# Greengage feedback noise



## stevtron (Oct 8, 2019)

My Greengage is way too loud for my taste. Volume pot half open is as much as I can go without earbleeding and then it starts howling like a wolf too . Some ideas how I can tame the beast ?


----------



## Nostradoomus (Oct 8, 2019)

Try using an A25 or 50k pot


----------



## stevtron (Oct 10, 2019)

Works much better now, put a 50k in ... thanx


----------



## ThinAir (Oct 11, 2019)

I just finished my Greengage as well.  Do you find it a bit treble heavy?  It seems to be significantly thinner and higher-voiced when compared to my Oasis (Dunes) build.  I A-B tested it on my Bassman Ten as well as my Single Recto and the thing is just an icepick.


----------



## Nostradoomus (Oct 11, 2019)

ThinAir said:


> I just finished my Greengage as well.  Do you find it a bit treble heavy?  It seems to be significantly thinner and higher-voiced when compared to my Oasis (Dunes) build.  I A-B tested it on my Bassman Ten as well as my Single Recto and the thing is just an icepick.



You could try upping your C1 and C2 values. Socket them and play around!


----------



## ThinAir (Oct 21, 2019)

Nostradoomus said:


> You could try upping your C1 and C2 values. Socket them and play around!


I'll socket and play around.  On what order of magnitude of value increases would be prudent? 50% increase? 100% increase?


----------



## Nostradoomus (Oct 21, 2019)

I’d stick a 68n in C1, but experiment!

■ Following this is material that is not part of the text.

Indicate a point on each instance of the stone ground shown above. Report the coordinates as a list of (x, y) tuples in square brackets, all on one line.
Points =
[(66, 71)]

The 33n cap on the greengage is almost down to rangemaster levels (5n) haha, but with a 10uf output cap it should be a pretty flat response...Upping your input cap is going to quite possibly mess with your frequency response and gain level...but in this case it may be for the better.


----------



## Nostradoomus (Oct 21, 2019)

But thinking a bit about it maybe your tone control just isn’t functioning properly?


----------



## Robert (Oct 21, 2019)

ThinAir said:


> I just finished my Greengage as well.  Do you find it a bit treble heavy?



Change R6 to 4K7.


----------